Monday, November 8, 2010

Pannekoek!

Den Haag, November 7, 2010—


WE ATE IN two suburbs of this Dutch capital today, in gatherings of the Dutch family that has been for nearly forty years almost a part of our family as well. At midday we were in Voorburg, where Tom and Judith were celebrating the 22d birthday of their son Jasper.

Tom and Judith are enthusiastic Italophiles, having spent an early year of their life together in Florence; so the table offered platters of prosciutto and salami and vitello tonnato and bottles of San Pellegrino and a nice Prosecco whose label unfortunately eluded me.

Then it was time to drive a few miles south to a newer suburb that began rising out of the cow-pastures twelve or fifteen years ago and is now almost mature with trees edging the park-like greens between rows of houses backing up to pleasant canals.

Here Tanja served us pannekoeken and poffertjes, treats much more often eaten out in country restaurants or poffertjekanten, special temporary cafés set up in parks in many towns in the summertime.

Pannekoeken are Dutch pancakes, big as dinner plates, thin almost as crèpes, often with various fillings. Tanja offered normaal or with bacon, and we drizzled ours with maple syrup brought by a Canadian friend and with stroop, the molasses-dark but thinner-textured burnt-sugar syrup the Dutch specialize in.

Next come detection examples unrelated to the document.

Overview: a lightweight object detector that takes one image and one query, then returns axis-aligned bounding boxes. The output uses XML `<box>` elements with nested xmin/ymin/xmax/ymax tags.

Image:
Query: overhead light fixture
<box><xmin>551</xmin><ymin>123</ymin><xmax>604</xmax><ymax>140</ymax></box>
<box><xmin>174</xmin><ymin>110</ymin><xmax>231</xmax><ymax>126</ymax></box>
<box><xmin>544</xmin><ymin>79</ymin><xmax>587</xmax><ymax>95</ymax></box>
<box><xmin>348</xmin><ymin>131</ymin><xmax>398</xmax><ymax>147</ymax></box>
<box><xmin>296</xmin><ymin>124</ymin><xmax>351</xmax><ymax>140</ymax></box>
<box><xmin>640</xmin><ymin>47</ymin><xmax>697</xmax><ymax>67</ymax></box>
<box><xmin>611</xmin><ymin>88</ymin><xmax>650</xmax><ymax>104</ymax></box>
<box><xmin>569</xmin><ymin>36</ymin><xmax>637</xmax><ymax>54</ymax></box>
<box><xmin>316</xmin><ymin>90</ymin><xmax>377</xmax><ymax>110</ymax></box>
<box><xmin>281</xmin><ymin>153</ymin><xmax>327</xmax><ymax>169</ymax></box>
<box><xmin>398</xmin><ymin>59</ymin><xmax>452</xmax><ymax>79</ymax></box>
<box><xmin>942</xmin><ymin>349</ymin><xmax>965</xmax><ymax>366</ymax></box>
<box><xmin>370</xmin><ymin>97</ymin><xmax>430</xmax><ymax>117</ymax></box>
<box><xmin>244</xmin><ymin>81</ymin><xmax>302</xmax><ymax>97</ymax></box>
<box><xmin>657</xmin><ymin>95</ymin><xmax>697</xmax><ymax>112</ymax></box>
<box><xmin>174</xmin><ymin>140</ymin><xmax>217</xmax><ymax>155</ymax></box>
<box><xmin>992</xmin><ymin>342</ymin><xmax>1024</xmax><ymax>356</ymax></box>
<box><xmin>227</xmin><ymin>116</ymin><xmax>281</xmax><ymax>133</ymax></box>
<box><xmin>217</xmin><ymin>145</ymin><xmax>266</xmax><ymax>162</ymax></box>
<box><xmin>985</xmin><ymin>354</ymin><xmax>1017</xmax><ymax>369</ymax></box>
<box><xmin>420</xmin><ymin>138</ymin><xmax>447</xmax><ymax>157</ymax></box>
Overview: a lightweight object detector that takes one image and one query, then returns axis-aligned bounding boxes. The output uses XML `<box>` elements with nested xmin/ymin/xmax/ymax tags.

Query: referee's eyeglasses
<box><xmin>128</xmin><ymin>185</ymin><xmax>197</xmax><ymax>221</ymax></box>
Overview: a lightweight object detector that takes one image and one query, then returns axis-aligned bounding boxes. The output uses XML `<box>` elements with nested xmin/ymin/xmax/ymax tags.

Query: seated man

Poffertjes are not so easily explained. Here a tablespoonful of pancake-like batter, leavened with a bit of yeast I believe, is cooked in butter on a hot dimpled cast-iron range (pan, in the home), turned deftly once, and served by the half-dozen (or more) slathered with more good Dutch butter and liberally sprinkled with powdered sugar. They are very tasty.